Dive Brief:
- Danny Meyer's special purpose acquisition company, USHG Acquisition Corp., filed to raise $250 million in an initial public offering, according to a Friday SEC filing. USHG Acquisition was founded in 2020 and will be listed on the NYSE under the symbol HUGSU.
- USHG is interested in "culture-driven businesses" for potential mergers, according to the filing. The company will target technology, e-commerce, food and beverage, health and retail and consumer goods industries.
- "Blank check" SPACs have already raised more than $35 billion so far this year, according to Bloomberg. In 2020, SPACs raised more than $83 billion, which accounted for 46% of the total of all IPOs.
Dive Insight:
Though USHG Acquisition Corp. isn't hungry for restaurant acquisitions alone, the creation of the company adds to a recent uptick in SPAC activity in the foodservice space. Last week, SPAC Fast Acquisition struck a deal to merge with Tilman Fertitta's Landry's and Golden Nugget to take the restaurant company public once again. BurgerFi went public last year after a $100 million deal with SPAC Opes Acquisition Corp.

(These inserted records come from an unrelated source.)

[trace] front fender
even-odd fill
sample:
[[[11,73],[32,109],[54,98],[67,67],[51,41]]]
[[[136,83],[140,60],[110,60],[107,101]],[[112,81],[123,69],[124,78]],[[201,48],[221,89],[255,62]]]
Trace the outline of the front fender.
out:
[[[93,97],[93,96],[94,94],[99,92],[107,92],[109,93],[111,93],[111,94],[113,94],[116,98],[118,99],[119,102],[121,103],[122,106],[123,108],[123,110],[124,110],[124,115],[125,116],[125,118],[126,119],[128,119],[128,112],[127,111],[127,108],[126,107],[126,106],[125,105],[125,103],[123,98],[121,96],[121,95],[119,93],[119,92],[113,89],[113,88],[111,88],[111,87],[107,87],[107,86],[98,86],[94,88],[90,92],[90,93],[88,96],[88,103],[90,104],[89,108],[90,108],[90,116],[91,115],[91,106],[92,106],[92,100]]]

Tastemaker Acquisition Corp., for example, began trading on Jan. 15 after raising $240 million in its offering, which was $40 million higher than expected. Tastemaker was founded by former executives of Jamba and Barteca, and the company is interested in acquiring restaurants and restaurant technology companies, Dave Pace, co-founder of Tastemakers, said in a recent interview. Fifty percent of the company's target group will include middle-market restaurant concepts, and the other half will be comprised of restaurant technology firms that support restaurants, suppliers, equipment manufacturers and other restaurant-adjacent companies.
"I think the M&A environment is going to continue to be robust through the balance of the year as companies get more certainty around the future and get more confidence in the future," Pace said. "There's a lot of money out there chasing deals."
SPACs are "blank check" shell companies created by investors to raise money through and IPO and acquire another company. Going public can give restaurants more access to finance and avenues to provide shares to employees, Pace said.